Kuroda S, Tsuchidate R, Smith M L, Maples K R, Siesjö B K
Laboratory for Experimental Brain Research, Wallenberg Neuroscience Center, Lund University, Sweden.
J Cereb Blood Flow Metab. 1999 Jul;19(7):778-87. doi: 10.1097/00004647-199907000-00008.
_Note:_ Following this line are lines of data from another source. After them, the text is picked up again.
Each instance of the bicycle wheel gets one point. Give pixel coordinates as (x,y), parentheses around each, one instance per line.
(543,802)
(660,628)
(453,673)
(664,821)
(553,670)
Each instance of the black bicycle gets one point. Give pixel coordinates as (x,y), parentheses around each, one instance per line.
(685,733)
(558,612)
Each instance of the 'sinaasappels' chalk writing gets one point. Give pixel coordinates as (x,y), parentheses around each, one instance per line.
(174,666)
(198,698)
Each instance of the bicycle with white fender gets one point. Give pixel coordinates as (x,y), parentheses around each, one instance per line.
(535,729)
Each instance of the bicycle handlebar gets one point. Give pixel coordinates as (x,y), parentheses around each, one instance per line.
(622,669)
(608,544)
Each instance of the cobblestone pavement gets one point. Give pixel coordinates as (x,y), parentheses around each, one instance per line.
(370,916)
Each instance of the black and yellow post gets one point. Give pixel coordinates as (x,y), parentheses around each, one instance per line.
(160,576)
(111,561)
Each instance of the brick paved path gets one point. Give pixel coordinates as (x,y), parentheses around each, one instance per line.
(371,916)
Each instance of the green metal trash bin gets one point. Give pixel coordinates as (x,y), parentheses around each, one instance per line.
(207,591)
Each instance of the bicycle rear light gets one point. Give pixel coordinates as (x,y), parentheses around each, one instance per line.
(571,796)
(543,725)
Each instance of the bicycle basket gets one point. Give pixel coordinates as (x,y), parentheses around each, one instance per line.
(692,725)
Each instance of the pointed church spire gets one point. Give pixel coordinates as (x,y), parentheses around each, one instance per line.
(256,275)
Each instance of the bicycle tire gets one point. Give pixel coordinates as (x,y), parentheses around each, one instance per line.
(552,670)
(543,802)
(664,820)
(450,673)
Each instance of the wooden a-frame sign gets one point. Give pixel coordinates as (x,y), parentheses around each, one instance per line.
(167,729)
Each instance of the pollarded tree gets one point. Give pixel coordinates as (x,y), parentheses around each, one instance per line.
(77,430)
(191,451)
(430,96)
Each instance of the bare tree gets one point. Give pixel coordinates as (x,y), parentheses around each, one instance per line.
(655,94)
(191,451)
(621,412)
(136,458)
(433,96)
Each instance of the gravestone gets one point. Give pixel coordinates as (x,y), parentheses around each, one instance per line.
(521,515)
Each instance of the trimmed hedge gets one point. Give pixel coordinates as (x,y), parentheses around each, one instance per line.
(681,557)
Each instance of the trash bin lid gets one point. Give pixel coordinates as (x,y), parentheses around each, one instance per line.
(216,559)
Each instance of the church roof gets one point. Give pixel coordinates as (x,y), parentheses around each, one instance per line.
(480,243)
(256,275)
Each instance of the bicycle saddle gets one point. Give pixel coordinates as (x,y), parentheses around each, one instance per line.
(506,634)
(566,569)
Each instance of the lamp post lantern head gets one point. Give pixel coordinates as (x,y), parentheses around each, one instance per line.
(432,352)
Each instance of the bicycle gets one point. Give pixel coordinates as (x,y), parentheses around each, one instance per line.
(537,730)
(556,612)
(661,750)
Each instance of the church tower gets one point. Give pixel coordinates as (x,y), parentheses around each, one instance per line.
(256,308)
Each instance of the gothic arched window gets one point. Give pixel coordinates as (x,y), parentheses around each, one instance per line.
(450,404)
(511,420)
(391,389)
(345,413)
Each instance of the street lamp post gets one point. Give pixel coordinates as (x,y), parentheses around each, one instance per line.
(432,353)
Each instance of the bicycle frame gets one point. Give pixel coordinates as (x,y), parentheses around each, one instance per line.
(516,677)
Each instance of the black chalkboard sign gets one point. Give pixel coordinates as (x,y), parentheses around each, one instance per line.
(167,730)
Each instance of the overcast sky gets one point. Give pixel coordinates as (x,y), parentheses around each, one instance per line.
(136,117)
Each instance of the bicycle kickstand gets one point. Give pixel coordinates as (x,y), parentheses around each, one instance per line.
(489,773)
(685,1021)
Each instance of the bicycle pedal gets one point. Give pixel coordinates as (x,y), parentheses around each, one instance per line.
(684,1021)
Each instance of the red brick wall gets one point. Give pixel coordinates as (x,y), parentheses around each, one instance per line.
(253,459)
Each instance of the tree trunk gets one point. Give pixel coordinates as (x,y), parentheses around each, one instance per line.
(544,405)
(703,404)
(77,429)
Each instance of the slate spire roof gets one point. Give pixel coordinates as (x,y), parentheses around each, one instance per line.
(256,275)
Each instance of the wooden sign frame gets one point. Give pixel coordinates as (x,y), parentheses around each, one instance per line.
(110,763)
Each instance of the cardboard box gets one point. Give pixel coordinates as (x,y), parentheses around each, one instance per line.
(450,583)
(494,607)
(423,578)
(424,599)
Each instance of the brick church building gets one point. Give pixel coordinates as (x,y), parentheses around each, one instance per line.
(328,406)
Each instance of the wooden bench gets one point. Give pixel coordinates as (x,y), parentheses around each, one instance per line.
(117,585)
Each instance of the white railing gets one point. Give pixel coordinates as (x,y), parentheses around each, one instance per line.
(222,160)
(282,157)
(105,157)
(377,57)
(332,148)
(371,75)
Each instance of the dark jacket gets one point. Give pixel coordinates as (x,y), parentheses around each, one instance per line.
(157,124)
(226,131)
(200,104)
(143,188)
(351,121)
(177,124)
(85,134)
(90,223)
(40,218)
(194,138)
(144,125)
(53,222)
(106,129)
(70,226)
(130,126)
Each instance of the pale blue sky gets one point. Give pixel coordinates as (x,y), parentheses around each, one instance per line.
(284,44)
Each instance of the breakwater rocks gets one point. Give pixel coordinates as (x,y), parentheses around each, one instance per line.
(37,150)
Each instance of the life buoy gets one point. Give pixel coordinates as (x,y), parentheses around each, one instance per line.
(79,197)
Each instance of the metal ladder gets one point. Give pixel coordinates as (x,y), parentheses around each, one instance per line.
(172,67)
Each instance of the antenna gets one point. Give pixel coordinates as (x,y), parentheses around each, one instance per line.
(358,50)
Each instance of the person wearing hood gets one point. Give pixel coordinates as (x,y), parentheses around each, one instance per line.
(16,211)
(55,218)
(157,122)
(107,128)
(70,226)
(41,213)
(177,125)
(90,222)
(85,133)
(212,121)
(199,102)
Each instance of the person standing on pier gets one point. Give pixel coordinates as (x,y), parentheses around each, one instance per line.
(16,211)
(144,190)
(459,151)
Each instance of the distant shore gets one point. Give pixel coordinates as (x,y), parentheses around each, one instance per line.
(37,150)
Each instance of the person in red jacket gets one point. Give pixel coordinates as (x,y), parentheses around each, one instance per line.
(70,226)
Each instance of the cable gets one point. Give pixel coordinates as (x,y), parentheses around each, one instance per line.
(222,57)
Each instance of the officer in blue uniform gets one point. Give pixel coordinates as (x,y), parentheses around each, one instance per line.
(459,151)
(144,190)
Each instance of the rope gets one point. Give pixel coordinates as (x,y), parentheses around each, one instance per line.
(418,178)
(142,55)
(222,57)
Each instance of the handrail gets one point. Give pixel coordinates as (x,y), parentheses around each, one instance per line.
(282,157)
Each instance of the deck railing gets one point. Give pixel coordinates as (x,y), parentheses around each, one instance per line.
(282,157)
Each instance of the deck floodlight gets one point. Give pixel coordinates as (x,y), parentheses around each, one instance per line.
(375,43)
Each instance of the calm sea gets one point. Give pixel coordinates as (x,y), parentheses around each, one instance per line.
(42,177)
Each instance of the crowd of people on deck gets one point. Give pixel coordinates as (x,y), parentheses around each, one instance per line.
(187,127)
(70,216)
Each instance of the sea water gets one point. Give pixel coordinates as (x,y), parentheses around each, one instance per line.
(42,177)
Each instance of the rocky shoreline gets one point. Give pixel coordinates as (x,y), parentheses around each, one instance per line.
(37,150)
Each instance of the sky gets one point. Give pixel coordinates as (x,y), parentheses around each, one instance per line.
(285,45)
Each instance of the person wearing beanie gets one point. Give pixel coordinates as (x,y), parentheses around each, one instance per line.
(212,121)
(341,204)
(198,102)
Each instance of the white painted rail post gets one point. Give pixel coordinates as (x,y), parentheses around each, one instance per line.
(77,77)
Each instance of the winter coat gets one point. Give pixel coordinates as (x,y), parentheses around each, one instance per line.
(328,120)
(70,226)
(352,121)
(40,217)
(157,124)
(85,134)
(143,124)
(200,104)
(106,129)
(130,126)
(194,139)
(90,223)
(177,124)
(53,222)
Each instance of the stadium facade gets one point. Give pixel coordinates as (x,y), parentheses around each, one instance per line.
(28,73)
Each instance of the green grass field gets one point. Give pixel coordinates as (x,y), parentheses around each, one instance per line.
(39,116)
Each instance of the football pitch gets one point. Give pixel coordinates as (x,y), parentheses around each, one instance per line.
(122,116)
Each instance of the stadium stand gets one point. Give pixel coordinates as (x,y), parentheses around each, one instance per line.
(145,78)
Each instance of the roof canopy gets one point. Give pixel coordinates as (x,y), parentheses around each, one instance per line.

Recent results have demonstrated that the spin trapping agent alpha-phenyl-N-tert-butyl nitrone (PBN) reduces infarct volume in rats subjected to 2 hours of middle cerebral artery occlusion, even when given 1 to 3 hours after the start of recirculation. In the current study, the authors assessed the effect of NXY-059, a novel nitrone that is more soluble than PBN. Loading doses were given of 0.30, 3.0, or 30 mg x kg(-1) followed by 0.30, 3.0, or 30 mg x kg(-1) x h(-1) for 24 or 48 hours. Dose-response studies showed that when treatment was begun 1 hour after recirculation, 0.30 mg x kg(-1) had a small and 30 mg x kg(-1) a marked effect on infarct volume. At equimolar doses (3.0 mg x kg(-1) for NXY-059 and 1.4 mg x kg(-1) for PBN), NXY-059 was more efficacious than PBN. Similar results were obtained when a recovery period of 7 days was allowed. The window of therapeutic opportunity for NXY-059 was 3 to 6 hours after the start of recirculation. Studies of the transfer constant of [14C]NXY-059 showed that, in contrast to PBN, this more soluble nitrone penetrates the blood-brain barrier less extensively. This fact, and the pronounced antiischemic effect of NXY-059, suggest that the delayed events leading to infarction may be influenced by reactions occurring at the blood-endothelial interface.
近期研究结果表明,自旋捕捉剂α-苯基-N-叔丁基硝酮(PBN)可减少大脑中动脉闭塞2小时的大鼠梗死体积,即便在再灌注开始1至3小时后给药亦是如此。在本研究中,作者评估了一种新型硝酮NXY-059的作用,该硝酮比PBN更易溶解。分别给予0.30、3.0或30 mg·kg⁻¹的负荷剂量,随后以0.30、3.0或30 mg·kg⁻¹·h⁻¹的剂量持续给药24或48小时。剂量反应研究表明,再灌注1小时后开始治疗时,0.30 mg·kg⁻¹对梗死体积有轻微影响,30 mg·kg⁻¹则有显著影响。在等摩尔剂量下(NXY-059为3.0 mg·kg⁻¹,PBN为1.4 mg·kg⁻¹),NXY-059比PBN更有效。给予7天恢复期时也得到了类似结果。NXY-059的治疗机会窗为再灌注开始后的3至6小时。对[¹⁴C]NXY-059转运常数的研究表明,与PBN不同,这种更易溶解的硝酮穿透血脑屏障的程度较低。这一事实以及NXY-059显著的抗缺血作用表明,导致梗死的延迟事件可能受血-内皮界面发生的反应影响。